To Rename 19th Street to MS. Annie Abrams STREET

Celebrating a Living Legend...The Little Rock Community in concert with New Africa Alliance has submited applications to request that the name of 19th Street be renamed to Ms. Annie Abrams Street ( Community Activist, Community Leader, Living Legend) Sign the petition Today, contact your local Officials and let them know. We want to celebrate our community treasures, our living legends. Rename 19th Street in Honor and dedication of Miss Annie Abrams.

Ms. Abrams has been a very active and vital part of the Arkansas Development. 
In an illustrated history of signal African-American events in the past half century, one person would be always in the picture: Ms. Annie Mable McDaniel Abrams.

She'd be by Daisy Bates' side in a tableau of the 1957 crisis. Presenting Gov. Winthrop Rockefeller a gift of buttermilk in 1971. In Little Rock's Martin Luther King Marade, which she founded in 1986. Whispering into Bill Clinton's ear, as she was in an Associated Press photograph. Whispering into Blanche Lincoln's ear, in another. And Gov. Mike Beebe's, in a third.

At age 78, retired from a career in education for 17 years, she's still very much on the scene, representing the Coalition of Greater Little Rock Neighborhoods at Little Rock Board of Directors meetings, challenging state Lottery Director Ernie Passailaigue at a Political Animals lunch, attending benefits for Our House, on whose board she sits. At lectures at the Clinton School of Public Service, where she's known as Little Rock's Helen Thomas because she's sure to ask a question. (She's known as "Miss Annie" otherwise.)

Abrams is herself a walking, talking history book. It's history in an often circuitous form ? But Abrams doesn't live in the past. She's current on the issues of today, and the go-to person for state and local politicians.

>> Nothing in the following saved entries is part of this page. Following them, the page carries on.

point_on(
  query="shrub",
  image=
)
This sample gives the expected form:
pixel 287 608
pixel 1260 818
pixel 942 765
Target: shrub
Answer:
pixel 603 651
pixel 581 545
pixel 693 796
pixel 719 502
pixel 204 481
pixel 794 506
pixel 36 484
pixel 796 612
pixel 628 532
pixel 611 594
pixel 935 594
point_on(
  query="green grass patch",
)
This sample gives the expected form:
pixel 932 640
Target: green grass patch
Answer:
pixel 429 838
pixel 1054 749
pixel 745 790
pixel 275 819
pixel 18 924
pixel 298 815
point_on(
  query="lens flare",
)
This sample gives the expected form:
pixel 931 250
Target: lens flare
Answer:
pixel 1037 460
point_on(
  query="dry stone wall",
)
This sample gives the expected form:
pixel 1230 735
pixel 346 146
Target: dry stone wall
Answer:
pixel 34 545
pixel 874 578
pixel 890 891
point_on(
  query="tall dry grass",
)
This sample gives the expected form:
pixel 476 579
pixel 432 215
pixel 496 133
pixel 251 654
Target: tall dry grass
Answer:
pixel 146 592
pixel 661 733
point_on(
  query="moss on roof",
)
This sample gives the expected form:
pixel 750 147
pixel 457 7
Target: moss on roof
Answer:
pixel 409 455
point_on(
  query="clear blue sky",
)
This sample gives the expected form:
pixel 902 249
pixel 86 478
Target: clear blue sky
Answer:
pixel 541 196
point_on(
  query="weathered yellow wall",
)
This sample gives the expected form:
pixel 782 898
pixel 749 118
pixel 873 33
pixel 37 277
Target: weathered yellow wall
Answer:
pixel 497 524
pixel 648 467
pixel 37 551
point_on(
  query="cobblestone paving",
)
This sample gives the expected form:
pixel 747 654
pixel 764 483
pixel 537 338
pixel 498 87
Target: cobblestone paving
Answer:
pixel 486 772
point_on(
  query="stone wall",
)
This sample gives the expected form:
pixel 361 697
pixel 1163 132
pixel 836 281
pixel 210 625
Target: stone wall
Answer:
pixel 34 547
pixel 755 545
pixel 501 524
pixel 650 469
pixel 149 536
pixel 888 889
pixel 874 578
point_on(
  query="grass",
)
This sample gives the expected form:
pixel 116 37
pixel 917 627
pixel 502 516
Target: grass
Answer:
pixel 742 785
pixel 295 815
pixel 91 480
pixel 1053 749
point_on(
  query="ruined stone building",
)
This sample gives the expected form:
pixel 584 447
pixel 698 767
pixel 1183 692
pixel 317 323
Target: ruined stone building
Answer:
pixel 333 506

If it's hard to point a finger to Abrams' individual achievements, it's because her impact has been as a voice, expressing, in every forum, the many concerns of the people. Perennially described as an “activist” and a “neighborhood leader” in newspaper articles (or “Little Rock's own dear Annie Abrams” on the Democrat-Gazette editorial page), Abrams says her real contribution is communicating “the big picture, the long-term impact on future generations” of today's actions.

“It's very hard to reduce Annie to the written page,” said Kathy Wells, a long-time activist who will succeed Abrams as president of the Coalition of Greater Little Rock Neighborhoods. “She is a treasure that is not sufficiently recognized in the work of improving our community.” Wells' word for Abrams: “In all capital letters, FACILITATOR.”